Но только вот Тога поворачивается так, будто бы собирался это сделать с самого начала.

— Но Дзюри — нет.

Рука колеблется, и это должно быть заметно, поскольку Тога улыбается вновь, как если бы знал обо всех ярких снах, которые Рука когда-либо видел о ней — о неземной Дзюри, со всеми ее турнирами, изяществом и грацией. Как если бы видел его любовь и имел дерзость расценить ее, как ребячество, когда на самом деле это — больше, чем он может получить от любой из девчонок, с которыми трахался в Академии.

Он со злостью тянется к вазе, чтобы бросить ее в Тогу, но поднос мешает ему — не хватает сил ни для чего большего, чем поднести ложку ко рту в беспомощных попытках вдохнуть немного жизни в свое тело. Тога наблюдает за ним с легким весельем, сложив руки на груди и наслаждаясь спектаклем.

— Так что дай определение чуду.

Когда медсёстры возвращаются, они обнаруживают, что Тога оставил на тумбочке кольцо-печатку.


***

После этого время словно снимают с паузы — начинают отчаянную перемотку вперед. Безликие медсестры хором поздравляют его с таким скорейшим выздоровлением от, казалось, смертельного чего-то там. Он получает целые горы роз — теперь темно-синих — и единственное письмо из Академии, в котором сказано, что его комната в общежитии с прошлого года снова принадлежит ему.

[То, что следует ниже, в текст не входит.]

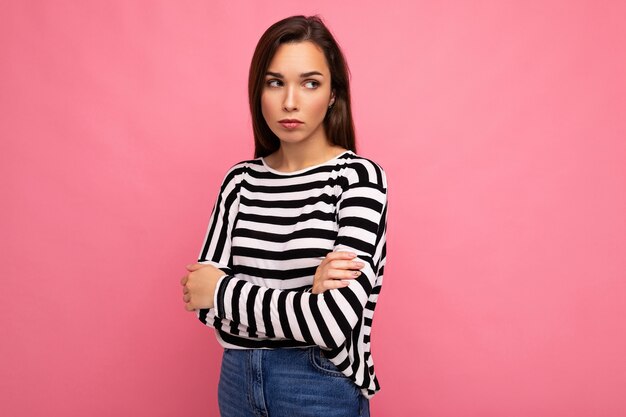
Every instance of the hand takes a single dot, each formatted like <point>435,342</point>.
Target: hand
<point>335,271</point>
<point>199,286</point>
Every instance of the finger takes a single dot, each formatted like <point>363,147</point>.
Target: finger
<point>332,284</point>
<point>343,264</point>
<point>195,267</point>
<point>335,274</point>
<point>340,255</point>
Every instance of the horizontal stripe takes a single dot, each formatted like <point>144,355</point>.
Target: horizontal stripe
<point>270,231</point>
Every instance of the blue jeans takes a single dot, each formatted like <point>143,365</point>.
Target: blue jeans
<point>294,382</point>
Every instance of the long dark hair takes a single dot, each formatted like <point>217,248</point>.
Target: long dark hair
<point>338,123</point>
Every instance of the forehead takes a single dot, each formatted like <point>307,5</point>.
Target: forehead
<point>298,57</point>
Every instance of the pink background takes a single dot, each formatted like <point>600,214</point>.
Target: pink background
<point>501,126</point>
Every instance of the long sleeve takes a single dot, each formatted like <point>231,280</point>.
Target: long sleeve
<point>217,241</point>
<point>329,318</point>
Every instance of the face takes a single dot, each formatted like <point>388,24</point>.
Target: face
<point>297,88</point>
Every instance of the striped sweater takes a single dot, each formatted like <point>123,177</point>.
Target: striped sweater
<point>269,231</point>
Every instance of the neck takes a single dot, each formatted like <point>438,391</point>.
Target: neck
<point>296,156</point>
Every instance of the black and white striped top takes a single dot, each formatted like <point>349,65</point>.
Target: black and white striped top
<point>269,231</point>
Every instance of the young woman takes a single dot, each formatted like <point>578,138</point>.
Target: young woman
<point>293,259</point>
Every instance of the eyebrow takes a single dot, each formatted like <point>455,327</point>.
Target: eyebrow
<point>303,75</point>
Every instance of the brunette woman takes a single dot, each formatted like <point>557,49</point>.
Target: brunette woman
<point>293,259</point>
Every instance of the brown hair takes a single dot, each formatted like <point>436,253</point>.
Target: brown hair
<point>338,123</point>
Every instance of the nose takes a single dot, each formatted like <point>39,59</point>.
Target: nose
<point>290,101</point>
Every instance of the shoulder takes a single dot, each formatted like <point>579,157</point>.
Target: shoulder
<point>236,171</point>
<point>364,170</point>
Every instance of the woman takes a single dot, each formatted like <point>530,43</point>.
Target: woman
<point>293,259</point>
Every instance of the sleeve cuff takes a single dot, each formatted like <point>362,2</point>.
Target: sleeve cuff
<point>218,296</point>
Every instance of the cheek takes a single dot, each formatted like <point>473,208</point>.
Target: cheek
<point>266,106</point>
<point>319,105</point>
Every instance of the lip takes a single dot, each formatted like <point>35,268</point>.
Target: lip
<point>290,123</point>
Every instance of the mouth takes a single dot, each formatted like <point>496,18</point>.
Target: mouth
<point>290,123</point>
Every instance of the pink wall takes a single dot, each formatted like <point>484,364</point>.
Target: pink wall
<point>501,126</point>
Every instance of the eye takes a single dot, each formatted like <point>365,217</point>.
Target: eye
<point>312,83</point>
<point>273,83</point>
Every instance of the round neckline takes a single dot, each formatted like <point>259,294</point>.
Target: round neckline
<point>300,171</point>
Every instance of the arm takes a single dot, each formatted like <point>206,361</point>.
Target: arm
<point>324,319</point>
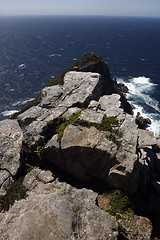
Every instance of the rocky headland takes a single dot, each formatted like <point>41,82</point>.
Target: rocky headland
<point>75,163</point>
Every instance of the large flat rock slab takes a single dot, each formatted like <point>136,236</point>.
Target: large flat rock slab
<point>58,211</point>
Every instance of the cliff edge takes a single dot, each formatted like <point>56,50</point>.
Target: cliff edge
<point>79,127</point>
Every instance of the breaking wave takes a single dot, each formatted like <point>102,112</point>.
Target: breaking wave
<point>8,113</point>
<point>141,96</point>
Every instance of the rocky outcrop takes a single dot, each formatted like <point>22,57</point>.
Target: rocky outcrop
<point>83,128</point>
<point>11,159</point>
<point>57,211</point>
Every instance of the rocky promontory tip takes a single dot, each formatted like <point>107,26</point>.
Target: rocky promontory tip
<point>81,129</point>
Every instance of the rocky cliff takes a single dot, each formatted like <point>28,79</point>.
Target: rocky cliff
<point>81,129</point>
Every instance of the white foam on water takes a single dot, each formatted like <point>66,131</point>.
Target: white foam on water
<point>8,113</point>
<point>20,103</point>
<point>55,55</point>
<point>21,66</point>
<point>139,94</point>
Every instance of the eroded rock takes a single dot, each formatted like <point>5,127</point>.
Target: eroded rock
<point>11,159</point>
<point>57,211</point>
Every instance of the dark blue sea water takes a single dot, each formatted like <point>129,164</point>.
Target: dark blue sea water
<point>35,49</point>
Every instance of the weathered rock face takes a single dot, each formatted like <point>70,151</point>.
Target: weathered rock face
<point>11,160</point>
<point>89,135</point>
<point>57,211</point>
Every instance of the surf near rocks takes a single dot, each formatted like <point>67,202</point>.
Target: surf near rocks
<point>80,127</point>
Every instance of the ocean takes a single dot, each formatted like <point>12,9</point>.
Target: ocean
<point>33,50</point>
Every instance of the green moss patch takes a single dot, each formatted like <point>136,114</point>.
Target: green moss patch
<point>119,204</point>
<point>16,191</point>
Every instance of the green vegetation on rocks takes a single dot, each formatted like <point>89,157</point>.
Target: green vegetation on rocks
<point>86,61</point>
<point>119,204</point>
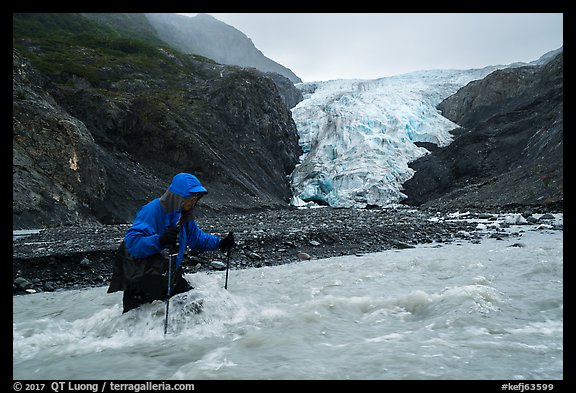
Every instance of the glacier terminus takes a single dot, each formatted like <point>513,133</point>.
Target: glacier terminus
<point>358,136</point>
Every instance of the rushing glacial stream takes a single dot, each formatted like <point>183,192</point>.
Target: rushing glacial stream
<point>492,310</point>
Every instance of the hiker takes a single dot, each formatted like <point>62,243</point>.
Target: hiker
<point>141,265</point>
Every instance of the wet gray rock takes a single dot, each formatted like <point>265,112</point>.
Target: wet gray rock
<point>50,259</point>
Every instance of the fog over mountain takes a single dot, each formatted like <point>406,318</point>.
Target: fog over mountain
<point>207,36</point>
<point>105,113</point>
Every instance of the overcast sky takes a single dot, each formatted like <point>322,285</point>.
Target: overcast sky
<point>319,47</point>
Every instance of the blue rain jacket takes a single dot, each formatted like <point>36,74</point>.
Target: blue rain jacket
<point>152,220</point>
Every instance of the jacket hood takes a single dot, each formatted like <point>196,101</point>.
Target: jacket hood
<point>185,184</point>
<point>182,187</point>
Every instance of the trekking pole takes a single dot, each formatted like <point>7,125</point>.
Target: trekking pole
<point>169,289</point>
<point>168,293</point>
<point>227,266</point>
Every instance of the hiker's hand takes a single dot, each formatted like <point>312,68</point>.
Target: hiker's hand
<point>227,243</point>
<point>169,237</point>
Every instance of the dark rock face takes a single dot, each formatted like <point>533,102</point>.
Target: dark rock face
<point>509,151</point>
<point>88,152</point>
<point>56,169</point>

(словно Фауст перед дьяволом)

(но кровь не засыхает — не тогда, когда ты подписываешься принять кольцо, когда ты уже заключал эту сделку раньше)

Когда его в последний раз вывозят из больницы в коляске, это только формальность. Он забирается в такси без посторонней помощи, ни разу не споткнувшись, и завязывает приятную беседу с водителем.

Но не отводит глаз от дороги перед ним — от школы, встающей из-за холмов.

(феникс, восстающий из пепла)

(для того лишь, чтобы сжигать себя вновь и вновь).